Was looking at some concealed carry holsters on youtube and ran across this and figured yall would get a kick out of it. Enjoy!


----------



## Jason (Oct 2, 2007)

I want to see a 2 gun draw!!! Ole lady just got her permit, might have to show her this video!


----------



## MrFish (Aug 21, 2009)

That thing is pretty cool. I'll have to show the wife this.


----------



## scubapro (Nov 27, 2010)

They might want to check out this one as well:





 
Garter belts are sexy...


----------



## duckhunter (Oct 8, 2007)

Lots of eye candy.......the guns of course!


----------



## scubapro (Nov 27, 2010)

Here's another good one that "falia" produced:


----------



## deersniper270 (Apr 29, 2009)

Lol yeah I saw her too lol. Her lisp is kinda hot lol


----------



## bama99 (Dec 20, 2009)

deersniper270 said:


> Was looking at some concealed carry holsters on youtube and ran across this and figured yall would get a kick out of it. Enjoy!
> 
> http://www.youtube.com/watch?v=h8r6CY5UZyw&feature=related



My wife carries her DB380 in one of those and loves it. She has some aftermarket enhancements so it conceals very well. Careful though fellas....Let them see this and they may use it as a must have self-defense option to justify a new rack.

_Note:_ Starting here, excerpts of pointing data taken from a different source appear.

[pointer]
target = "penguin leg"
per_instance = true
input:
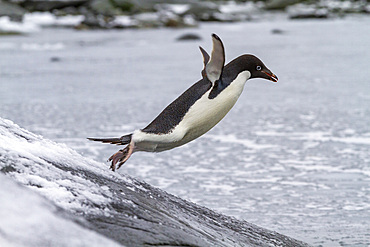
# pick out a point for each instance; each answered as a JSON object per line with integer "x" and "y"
{"x": 121, "y": 156}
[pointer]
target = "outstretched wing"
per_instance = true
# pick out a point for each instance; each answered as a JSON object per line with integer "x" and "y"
{"x": 215, "y": 65}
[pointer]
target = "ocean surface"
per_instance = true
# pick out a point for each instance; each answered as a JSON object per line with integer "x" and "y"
{"x": 293, "y": 157}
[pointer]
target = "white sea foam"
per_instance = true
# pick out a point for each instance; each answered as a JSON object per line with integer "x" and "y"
{"x": 233, "y": 139}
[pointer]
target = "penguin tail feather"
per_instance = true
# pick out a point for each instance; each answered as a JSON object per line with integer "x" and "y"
{"x": 123, "y": 140}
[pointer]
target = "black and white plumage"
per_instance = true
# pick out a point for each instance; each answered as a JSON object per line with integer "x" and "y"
{"x": 198, "y": 109}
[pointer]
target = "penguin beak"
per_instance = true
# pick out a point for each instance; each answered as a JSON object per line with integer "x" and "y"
{"x": 270, "y": 76}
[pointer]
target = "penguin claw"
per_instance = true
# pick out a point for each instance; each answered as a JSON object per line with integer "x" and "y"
{"x": 121, "y": 157}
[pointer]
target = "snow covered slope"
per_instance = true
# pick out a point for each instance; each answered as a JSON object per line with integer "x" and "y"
{"x": 85, "y": 203}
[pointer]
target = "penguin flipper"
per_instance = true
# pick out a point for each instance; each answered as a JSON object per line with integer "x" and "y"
{"x": 123, "y": 140}
{"x": 205, "y": 61}
{"x": 216, "y": 63}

Flashbang Holster = $39.95 Twins to hide it under = $4800


----------



## baldona523 (Mar 2, 2008)

bama99 said:


> My wife carries her DB380 in one of those and loves it. She has some aftermarket enhancements so it conceals very well. Careful though fellas....Let them see this and they may use it as a must have self-defense option to justify a new rack.
> 
> Flashbang Holster = $39.95 Twins to hide it under = $4800


and the problem is?


----------



## baldona523 (Mar 2, 2008)

Personally the bra one looks dangerous. Shooting a gun is one thing, but my wife for one would still be nervous as heck if she had to draw it to protect herself and it does not seem like a good idea to have the gun pointed at your head IMO.

Edited: well i guess the gun actually points across your body, so maybe it is not that bad.


----------



## deersniper270 (Apr 29, 2009)

baldona523 said:


> Personally the bra one looks dangerous. Shooting a gun is one thing, but my wife for one would still be nervous as heck if she had to draw it to protect herself and it does not seem like a good idea to have the gun pointed at your head IMO.
> 
> Edited: well i guess the gun actually points across your body, so maybe it is not that bad.

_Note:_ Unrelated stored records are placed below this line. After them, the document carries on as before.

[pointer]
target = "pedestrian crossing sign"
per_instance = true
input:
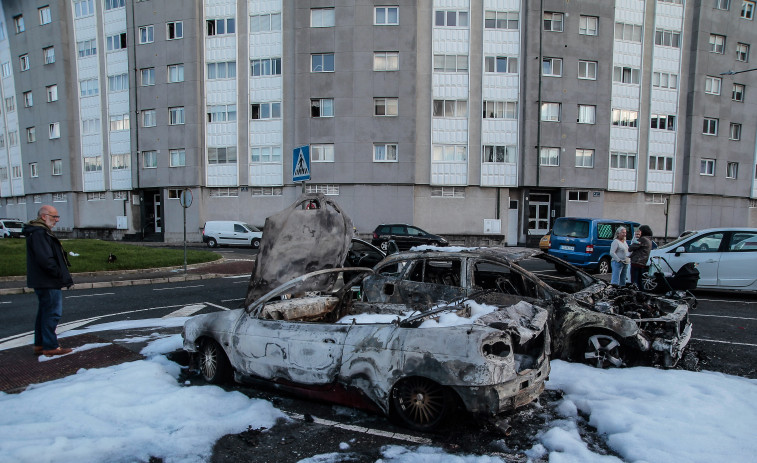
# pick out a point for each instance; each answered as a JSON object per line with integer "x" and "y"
{"x": 301, "y": 164}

I thought that it looked dangerous too. Defenitley wouldn't have one in the chamber if my gf used this.


----------



## bama99 (Dec 20, 2009)

baldona523 said:


> and the problem is?


She will take your credit card to the doctors office.


----------



## bama99 (Dec 20, 2009)

deersniper270 said:


> I thought that it looked dangerous too. Defenitley wouldn't have one in the chamber if my gf used this.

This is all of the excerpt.